If you want more fitness, then you need to constantly and progressively challenge your body. If you’ve been doing the same exercise routine, same exercises, same weights, or running at the same speed over the same distances for more than a few weeks, chances are your fitness will reach a plateau. To constantly achieve greater fitness you need to adhere to the fundamental principles of exercise…


For every training goal there is an appropriate type of training. If you want greater strength then you need to lift progressively heavier weights. And if you want to run faster, you need to run faster!


Doing more or harder than usual exercise is how we improve our fitness – this is technically referred to as ‘overload’. By manipulating the training variables can we force adaptation and as a result improve our fitness. Resistance training variables:

  • Intensity (weight)
  • Volume (number of sets/reps/exercises)
  • Frequency (number of workouts per week)
  • Duration (length of workout)
  • Recovery period between sets (shorter rests equal harder workout)
  • Exercise complexity (e.g. progressing from machine to free weights)
  • Order of exercises
  • Different training systems (drop-sets, super-sets, pyramid training, matrix training)

CV training variables

  • Frequency Intensity (speed/% of heart rate maximum)
  • Duration/Distance
  • Training surface (sand, trail, track, road)
  • Training type (e.g. running, swimming, cycling)
  • Recovery period between intervals
  • Training system (Fartlek, intervals, long slow distance work, cross training)

Systematic changes in your programme will place different demands on your body and result in further/greater adaptations compared to sticking with the same old, same old. Progression and Periodisation By logically manipulating the training variables a gradual increase in fitness will result – this is the principle of progression. Long-term progression requires careful planning which in sporting terminology is called ‘Periodisation’. For example, a runner who currently does 20 miles a week may decide to run 30 miles a week.

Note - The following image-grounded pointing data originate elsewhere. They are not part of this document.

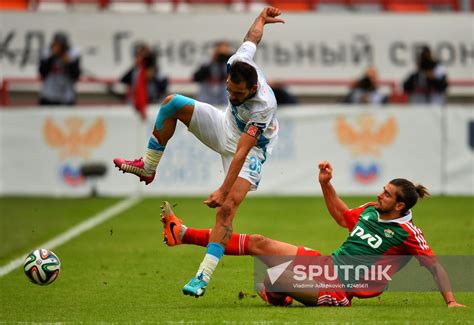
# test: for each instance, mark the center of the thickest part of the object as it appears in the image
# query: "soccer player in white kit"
(243, 135)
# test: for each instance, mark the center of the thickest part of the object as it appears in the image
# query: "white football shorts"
(209, 126)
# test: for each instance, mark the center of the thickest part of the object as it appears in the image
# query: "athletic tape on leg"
(215, 249)
(154, 145)
(171, 108)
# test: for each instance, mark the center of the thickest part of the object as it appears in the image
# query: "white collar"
(407, 217)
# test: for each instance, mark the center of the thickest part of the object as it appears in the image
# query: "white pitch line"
(75, 231)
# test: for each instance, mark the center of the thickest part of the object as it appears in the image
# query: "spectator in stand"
(428, 84)
(212, 76)
(365, 90)
(59, 69)
(144, 80)
(282, 95)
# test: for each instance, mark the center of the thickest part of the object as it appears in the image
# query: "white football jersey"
(258, 111)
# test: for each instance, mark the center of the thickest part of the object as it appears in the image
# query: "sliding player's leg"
(173, 108)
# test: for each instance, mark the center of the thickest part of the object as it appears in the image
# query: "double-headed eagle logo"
(367, 137)
(74, 140)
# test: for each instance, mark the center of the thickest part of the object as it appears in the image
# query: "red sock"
(237, 245)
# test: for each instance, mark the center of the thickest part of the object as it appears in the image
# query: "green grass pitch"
(121, 272)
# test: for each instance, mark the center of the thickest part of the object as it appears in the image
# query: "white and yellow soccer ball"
(42, 266)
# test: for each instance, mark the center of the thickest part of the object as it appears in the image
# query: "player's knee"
(168, 99)
(170, 106)
(227, 210)
(258, 242)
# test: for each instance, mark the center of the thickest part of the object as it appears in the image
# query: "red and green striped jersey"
(370, 238)
(369, 235)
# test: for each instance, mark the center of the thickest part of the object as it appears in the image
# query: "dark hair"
(62, 39)
(241, 71)
(408, 193)
(425, 59)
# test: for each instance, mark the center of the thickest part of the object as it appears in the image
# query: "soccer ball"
(42, 266)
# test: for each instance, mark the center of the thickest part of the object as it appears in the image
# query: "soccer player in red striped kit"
(388, 221)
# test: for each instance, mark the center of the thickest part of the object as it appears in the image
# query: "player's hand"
(325, 171)
(269, 15)
(453, 304)
(216, 199)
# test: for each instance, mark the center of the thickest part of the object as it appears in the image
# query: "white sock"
(207, 267)
(152, 159)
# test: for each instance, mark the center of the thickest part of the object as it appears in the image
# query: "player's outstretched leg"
(173, 108)
(173, 228)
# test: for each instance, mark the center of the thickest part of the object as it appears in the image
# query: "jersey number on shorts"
(255, 165)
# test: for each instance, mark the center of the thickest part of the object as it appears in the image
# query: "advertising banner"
(308, 46)
(44, 150)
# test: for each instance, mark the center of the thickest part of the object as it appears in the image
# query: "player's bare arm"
(267, 16)
(335, 205)
(246, 143)
(441, 278)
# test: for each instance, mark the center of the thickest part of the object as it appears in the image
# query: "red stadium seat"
(296, 5)
(406, 5)
(13, 5)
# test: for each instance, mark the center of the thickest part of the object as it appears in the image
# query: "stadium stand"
(395, 6)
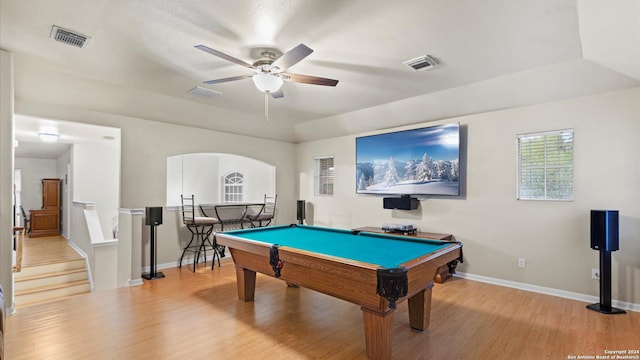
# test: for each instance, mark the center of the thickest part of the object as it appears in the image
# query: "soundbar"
(401, 203)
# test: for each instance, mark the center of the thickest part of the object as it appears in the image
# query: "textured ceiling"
(145, 50)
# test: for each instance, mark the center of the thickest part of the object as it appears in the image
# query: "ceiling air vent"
(421, 63)
(204, 92)
(69, 37)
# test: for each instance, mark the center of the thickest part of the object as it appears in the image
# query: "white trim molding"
(547, 291)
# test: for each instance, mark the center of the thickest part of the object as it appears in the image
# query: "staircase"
(49, 282)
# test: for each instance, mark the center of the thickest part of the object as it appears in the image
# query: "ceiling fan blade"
(291, 58)
(223, 56)
(233, 78)
(278, 94)
(308, 79)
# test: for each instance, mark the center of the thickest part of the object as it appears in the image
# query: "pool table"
(375, 271)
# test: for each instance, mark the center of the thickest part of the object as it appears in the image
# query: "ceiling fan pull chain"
(266, 106)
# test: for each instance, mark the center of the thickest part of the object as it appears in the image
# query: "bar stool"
(201, 228)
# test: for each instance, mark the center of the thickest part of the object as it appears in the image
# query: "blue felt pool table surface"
(387, 251)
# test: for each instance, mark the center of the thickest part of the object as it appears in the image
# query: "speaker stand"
(604, 306)
(153, 274)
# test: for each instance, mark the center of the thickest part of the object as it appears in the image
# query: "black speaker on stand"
(300, 215)
(605, 238)
(153, 219)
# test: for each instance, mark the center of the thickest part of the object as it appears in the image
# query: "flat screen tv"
(422, 161)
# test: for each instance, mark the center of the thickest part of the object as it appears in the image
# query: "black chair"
(266, 214)
(201, 228)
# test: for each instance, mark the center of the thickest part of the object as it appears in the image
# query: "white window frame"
(547, 166)
(233, 184)
(323, 176)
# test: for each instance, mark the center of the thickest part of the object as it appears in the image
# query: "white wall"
(62, 170)
(95, 178)
(145, 146)
(6, 174)
(497, 229)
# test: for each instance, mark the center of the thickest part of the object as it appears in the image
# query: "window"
(545, 166)
(233, 187)
(324, 176)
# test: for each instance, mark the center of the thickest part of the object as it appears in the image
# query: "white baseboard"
(547, 291)
(134, 282)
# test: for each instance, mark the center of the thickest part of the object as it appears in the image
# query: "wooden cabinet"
(46, 221)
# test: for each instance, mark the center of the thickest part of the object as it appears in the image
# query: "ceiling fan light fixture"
(267, 82)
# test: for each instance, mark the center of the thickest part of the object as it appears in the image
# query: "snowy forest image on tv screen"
(421, 161)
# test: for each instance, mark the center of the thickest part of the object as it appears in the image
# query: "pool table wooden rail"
(345, 279)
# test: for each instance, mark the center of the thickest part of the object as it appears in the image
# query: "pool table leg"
(420, 309)
(378, 333)
(246, 281)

This is a huge increase in workload and, whilst providing overload, may actually result in overtraining or injury i.e. actually achieve the opposite. It would be far better for the runner to increase his or her distance by 1 mile a week over 10 weeks. This gradual planned increase will be sustainable and should not result in any injury problems but it will create measurable improvements in fitness. The principles of progression and periodisation can be applied to all training – not just running.

Change your workout

Some people may continue making progress for 8-10 weeks whilst others plateau after four. The rule of, ‘If it isn’t broken then don’t fix it’, applies. If you are still making fitness improvements then there is no need to change your programme, but if it has been a while since you noticed any progress, then it’s time to shake things up. If in doubt, progress your training every 6 weeks.

By periodically altering your training, applying the overload, adaption and progression/periodisation exercise principles, you are far more likely to achieve your fitness goals. If it’s been a while since you felt challenged by your exercise routine or you feel your fitness gains have stagnated, then it’s definitely time to embrace change and do something new.